At this point the Lugger had to go out under danger of death from Wendy if he was late. He was followed more slowly by us girlies and Tim who was going to climb the first pitch and put the ladder down for us, and Paz who was then going to take the ladder back for the others who were surveying and finishing off to re-rig the Hall of the Eleven. Now you remember the solitary stal at the bottom of the pitch? Lugger as you may know is not the most long-legged of men and the pitch although free-climbable for the very agile, bells out at the bottom. So I am afraid that the stal was made into a Lugger scaling pole, possibly calling for a rename of the passage as One for the Vertically Challenged. Anyway, who am I to talk? I found the pitch a complete sod even with the ladder, as there is a bendy constriction in the middle which is really hard to get round.
There have been several times in my caving career when I have come near to a nasty death; one when I set fire to myself at a deviation on a twenty metre pitch which I won't go into now, but two which have involved getting stuck headfirst over drops which probably wouldn't kill you immediately. However, falling down them would probably be enough to kill you slowly and painfully before being rescued. The next bit of the cave was one of those times. Having got to the top of the pitch I was quite tired and went into the body-sized tube headfirst. I knew it would have been better to come out of the other end feet first but didn't have the courage or energy to do the necessary gymnastics at the top of the pitch to get me in feet first. So I got to the far end, which pops out over the steep staircase with the three-metre pit at the bottom. Here I thought that if I were to lean out as far as possible and brace my arm on the roof, I'd be able to swing my legs through. So I did, but my legs wouldn't swing through. So now I was stuck over this staircase with all my bodyweight on my extended left arm unable to push back or go on. The right side was too slippery for me to get a purchase with my right arm so I was gong to fall down the stairs and the pit when my strength gave out. Ange and Jane were waiting for me at the other side of the pit. I called to them to see if Jane, who was nearest could come back and let me use her as a support to get out of my predicament. She bravely came back, risking me knocking her flying if I did fall, and I slithered gratefully down her onto the staircase below. If she hadn't done this, I'd have been splattered at the bottom of the pit.
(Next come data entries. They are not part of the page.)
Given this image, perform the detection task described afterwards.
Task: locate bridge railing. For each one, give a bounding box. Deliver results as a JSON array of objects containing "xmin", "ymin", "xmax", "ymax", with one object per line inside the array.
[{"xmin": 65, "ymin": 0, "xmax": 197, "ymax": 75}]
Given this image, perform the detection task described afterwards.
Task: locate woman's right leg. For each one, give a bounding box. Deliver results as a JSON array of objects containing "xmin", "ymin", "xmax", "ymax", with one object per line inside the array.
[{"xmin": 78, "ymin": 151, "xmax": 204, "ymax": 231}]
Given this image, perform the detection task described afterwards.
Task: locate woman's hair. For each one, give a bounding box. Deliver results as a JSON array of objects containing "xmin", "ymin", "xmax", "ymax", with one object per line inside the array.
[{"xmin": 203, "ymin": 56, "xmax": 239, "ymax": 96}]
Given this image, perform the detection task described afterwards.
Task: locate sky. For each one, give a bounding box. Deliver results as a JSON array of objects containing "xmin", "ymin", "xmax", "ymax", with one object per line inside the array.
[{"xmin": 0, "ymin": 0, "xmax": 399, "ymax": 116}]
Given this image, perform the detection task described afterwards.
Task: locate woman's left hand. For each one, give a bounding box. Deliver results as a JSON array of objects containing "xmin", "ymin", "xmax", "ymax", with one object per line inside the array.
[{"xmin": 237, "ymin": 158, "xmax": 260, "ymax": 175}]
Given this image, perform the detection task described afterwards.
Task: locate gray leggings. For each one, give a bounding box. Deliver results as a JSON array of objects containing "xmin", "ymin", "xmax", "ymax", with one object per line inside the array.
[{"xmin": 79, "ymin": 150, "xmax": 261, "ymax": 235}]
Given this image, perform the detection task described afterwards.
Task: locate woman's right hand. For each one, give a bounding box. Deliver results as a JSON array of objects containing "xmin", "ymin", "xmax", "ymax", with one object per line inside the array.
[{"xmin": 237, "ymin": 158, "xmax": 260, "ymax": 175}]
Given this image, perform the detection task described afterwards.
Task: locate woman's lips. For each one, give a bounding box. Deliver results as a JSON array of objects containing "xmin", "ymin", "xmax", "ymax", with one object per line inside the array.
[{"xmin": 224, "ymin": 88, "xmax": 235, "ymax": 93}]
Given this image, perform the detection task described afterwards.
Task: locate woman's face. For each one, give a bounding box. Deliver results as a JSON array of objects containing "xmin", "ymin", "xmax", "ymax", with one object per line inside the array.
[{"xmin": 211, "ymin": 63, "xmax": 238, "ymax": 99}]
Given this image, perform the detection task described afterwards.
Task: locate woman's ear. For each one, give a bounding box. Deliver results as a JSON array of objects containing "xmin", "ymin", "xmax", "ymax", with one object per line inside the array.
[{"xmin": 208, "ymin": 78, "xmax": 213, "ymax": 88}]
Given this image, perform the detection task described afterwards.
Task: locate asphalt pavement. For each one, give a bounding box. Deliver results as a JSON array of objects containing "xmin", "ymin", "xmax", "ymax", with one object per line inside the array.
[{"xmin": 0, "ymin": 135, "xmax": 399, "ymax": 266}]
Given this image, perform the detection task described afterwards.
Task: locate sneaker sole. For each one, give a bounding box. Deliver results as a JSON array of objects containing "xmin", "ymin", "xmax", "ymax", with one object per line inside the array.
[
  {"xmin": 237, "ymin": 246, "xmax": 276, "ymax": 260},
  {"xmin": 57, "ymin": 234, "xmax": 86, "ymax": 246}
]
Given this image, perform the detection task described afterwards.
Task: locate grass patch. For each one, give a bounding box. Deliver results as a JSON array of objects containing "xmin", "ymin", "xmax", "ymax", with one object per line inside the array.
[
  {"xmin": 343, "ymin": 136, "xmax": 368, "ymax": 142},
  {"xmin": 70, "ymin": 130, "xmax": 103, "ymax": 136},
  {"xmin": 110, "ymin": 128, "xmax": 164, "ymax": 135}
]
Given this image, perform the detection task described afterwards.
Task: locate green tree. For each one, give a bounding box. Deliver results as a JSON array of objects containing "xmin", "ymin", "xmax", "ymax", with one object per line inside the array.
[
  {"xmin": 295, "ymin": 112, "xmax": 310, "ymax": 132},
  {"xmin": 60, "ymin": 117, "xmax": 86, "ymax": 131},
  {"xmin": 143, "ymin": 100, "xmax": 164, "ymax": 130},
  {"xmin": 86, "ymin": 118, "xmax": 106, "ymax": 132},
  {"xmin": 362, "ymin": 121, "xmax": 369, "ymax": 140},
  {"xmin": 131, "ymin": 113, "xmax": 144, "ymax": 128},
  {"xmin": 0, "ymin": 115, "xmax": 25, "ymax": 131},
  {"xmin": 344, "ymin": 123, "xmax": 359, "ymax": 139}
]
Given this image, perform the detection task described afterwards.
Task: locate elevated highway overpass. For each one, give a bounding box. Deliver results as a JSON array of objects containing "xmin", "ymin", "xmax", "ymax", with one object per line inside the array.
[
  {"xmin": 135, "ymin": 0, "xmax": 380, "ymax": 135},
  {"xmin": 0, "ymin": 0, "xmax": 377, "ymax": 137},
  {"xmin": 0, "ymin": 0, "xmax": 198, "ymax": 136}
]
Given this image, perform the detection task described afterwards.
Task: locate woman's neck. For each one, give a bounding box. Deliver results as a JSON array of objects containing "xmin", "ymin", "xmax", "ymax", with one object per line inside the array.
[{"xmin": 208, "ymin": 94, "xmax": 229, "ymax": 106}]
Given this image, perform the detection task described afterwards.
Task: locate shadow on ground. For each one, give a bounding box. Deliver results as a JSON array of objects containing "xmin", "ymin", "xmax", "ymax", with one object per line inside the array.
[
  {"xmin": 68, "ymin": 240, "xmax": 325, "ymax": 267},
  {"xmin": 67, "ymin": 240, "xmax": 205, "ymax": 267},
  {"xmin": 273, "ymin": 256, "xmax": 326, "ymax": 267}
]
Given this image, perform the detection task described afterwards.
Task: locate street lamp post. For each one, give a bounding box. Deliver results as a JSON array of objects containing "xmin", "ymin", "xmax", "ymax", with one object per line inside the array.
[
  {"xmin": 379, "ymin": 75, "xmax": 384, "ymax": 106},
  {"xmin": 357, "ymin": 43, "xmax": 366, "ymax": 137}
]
The rest of the trip out was uneventful if knackering. I gather Paz had problems with the same bit as me although not to the same extent. Some of the others have been back in since, but think that digging Danger of Death Chamber is only for the terminally insane. Extreme Ways has added over three hundred metres to the length of Easegill, which is not to be sneezed at, especially by a tea-lady who had thought she had gone into retirement.